製販業許可で取り扱う医薬品は、品目ごとにその製造販売について厚生労働大臣の承認を受けることが医薬品・医療機器法で規定されています。ここで記載されている承認とは、製造販売される医薬品の品質、有効性及び安全性等の観点から、医薬品として適当であるか否かが判断されます。承認を取得するためには製造販売される品目毎に承認申請を行いますが、その承認申請には当該医薬品の一貫した品質を保証するため、その医薬品の詳細な製造方法、品質が担保されていることを確認する品質規格ならびに規格試験法などを規定する必要があります。
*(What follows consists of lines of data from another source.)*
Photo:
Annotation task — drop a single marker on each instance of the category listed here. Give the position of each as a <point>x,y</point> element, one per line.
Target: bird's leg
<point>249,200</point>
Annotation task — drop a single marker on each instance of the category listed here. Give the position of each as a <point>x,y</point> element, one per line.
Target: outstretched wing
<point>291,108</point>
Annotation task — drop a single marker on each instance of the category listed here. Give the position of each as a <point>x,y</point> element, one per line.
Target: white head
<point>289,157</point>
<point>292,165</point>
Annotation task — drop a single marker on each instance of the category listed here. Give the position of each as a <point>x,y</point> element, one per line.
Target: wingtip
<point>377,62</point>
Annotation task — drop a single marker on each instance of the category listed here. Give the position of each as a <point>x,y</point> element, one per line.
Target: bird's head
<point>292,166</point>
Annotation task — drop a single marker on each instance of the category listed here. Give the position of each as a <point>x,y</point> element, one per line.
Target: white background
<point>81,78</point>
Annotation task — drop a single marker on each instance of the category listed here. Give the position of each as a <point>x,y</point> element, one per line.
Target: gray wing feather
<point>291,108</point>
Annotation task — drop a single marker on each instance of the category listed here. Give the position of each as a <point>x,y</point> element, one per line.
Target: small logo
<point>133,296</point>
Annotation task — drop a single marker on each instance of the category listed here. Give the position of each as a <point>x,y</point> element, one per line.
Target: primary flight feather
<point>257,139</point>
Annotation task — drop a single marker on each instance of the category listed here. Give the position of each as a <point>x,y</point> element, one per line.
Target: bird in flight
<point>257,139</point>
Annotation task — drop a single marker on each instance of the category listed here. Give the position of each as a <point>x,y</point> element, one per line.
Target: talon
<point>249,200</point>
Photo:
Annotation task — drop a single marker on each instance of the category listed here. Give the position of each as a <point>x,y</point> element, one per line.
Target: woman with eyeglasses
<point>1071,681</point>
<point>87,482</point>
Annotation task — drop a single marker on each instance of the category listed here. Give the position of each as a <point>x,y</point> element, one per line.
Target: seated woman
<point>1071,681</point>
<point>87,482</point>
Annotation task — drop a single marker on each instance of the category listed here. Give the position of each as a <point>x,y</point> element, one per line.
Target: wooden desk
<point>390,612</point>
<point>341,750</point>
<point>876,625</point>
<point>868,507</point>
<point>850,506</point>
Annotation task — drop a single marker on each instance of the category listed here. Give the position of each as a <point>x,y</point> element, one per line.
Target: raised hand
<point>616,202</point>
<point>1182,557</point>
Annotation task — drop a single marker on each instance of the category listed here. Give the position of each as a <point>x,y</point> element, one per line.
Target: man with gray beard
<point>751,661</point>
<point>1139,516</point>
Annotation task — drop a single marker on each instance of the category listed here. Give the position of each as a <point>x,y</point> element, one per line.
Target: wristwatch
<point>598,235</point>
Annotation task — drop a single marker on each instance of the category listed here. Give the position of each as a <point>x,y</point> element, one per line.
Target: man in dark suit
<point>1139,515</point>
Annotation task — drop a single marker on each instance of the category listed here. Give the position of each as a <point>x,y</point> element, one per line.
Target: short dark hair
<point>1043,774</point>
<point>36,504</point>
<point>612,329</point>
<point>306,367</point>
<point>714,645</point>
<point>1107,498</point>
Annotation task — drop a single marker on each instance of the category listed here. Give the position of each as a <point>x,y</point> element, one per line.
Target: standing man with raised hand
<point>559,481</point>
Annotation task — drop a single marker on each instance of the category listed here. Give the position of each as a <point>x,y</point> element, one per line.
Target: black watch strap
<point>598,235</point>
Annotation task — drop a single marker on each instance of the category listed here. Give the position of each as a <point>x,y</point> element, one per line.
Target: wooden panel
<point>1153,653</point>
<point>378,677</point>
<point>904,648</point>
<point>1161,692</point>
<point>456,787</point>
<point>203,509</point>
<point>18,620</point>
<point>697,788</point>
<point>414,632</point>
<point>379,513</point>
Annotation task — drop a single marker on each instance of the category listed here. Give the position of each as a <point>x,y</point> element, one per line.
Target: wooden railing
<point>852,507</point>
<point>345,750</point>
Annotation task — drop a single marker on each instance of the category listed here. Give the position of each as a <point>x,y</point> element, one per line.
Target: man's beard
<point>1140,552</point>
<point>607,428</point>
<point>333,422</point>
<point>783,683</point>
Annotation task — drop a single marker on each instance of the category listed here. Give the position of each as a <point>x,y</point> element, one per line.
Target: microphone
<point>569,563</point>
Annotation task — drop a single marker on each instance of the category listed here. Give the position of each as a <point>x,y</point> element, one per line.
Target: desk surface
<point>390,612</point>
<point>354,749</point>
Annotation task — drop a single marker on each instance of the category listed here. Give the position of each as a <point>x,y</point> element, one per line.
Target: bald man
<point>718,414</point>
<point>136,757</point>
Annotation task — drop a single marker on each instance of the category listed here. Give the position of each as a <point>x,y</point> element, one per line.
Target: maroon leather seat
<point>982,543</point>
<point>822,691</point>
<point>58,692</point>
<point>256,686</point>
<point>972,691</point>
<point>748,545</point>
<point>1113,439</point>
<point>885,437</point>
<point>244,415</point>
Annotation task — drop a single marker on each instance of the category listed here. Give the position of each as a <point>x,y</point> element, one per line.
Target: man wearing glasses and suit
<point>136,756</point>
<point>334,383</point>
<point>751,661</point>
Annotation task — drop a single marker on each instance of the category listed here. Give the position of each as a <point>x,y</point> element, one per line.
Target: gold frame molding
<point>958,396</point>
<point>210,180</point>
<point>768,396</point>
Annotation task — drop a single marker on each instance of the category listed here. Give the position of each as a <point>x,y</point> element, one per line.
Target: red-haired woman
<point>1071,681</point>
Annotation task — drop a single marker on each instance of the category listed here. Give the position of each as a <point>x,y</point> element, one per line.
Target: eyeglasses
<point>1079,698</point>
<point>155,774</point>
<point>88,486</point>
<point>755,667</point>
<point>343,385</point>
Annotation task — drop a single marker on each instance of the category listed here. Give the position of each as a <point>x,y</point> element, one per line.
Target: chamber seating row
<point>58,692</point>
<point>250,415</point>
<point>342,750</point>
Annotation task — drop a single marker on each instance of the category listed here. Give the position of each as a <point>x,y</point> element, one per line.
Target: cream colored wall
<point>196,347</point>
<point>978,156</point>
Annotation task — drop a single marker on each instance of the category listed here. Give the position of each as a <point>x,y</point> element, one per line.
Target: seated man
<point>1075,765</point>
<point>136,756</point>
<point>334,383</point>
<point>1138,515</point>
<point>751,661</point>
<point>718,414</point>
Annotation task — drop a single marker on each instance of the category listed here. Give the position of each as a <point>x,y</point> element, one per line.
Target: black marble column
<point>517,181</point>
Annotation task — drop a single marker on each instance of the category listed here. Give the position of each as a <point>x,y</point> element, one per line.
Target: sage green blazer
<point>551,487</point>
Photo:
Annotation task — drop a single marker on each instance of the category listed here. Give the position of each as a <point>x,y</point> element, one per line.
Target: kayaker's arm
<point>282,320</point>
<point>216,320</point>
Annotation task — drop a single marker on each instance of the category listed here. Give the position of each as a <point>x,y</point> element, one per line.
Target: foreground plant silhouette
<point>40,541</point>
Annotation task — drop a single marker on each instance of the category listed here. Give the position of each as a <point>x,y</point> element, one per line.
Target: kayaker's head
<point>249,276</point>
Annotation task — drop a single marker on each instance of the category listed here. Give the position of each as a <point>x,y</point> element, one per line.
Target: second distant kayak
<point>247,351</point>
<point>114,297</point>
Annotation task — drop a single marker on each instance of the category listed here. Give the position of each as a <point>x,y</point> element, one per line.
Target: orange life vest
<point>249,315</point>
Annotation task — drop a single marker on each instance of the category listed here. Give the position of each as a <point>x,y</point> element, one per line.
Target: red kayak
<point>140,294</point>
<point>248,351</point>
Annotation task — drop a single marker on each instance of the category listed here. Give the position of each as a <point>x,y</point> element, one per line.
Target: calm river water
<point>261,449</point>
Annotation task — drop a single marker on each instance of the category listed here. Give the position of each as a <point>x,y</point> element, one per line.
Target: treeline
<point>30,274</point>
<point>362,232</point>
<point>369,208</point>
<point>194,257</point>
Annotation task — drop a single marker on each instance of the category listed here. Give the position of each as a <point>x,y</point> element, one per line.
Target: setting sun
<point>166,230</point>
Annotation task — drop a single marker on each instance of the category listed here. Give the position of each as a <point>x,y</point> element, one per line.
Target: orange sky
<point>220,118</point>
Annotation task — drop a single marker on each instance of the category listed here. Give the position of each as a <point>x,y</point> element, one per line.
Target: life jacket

承認申請書で規定し、厚生労働大臣が承認した製造方法通りに製造しなければなりませんが、製造物である医薬品では、場合によって温度、湿度などの外的環境の変化による製造方法の変更や、より高品質な医薬品を製造する目的での製造方法の改良など、変更が生じる必要があります。そうした変更についても製造方法の細かい内容は厚生労働大臣により承認されていますので、必ず変更の薬事的な手続きを行わなければなりません。製販業許可者の中には多くの品目を製造販売しているケースもあり、こうした製造方法の変更と承認事項の薬事的な手続きにギャップ生じるようなことも場合によっては起こることもありますが、このようなことが起こらないよう製販業許可の三役体制による確実な相互の連携と密なコミュニケーション並びに厳格な責任体制の構築などが求められることは言うまでもありません。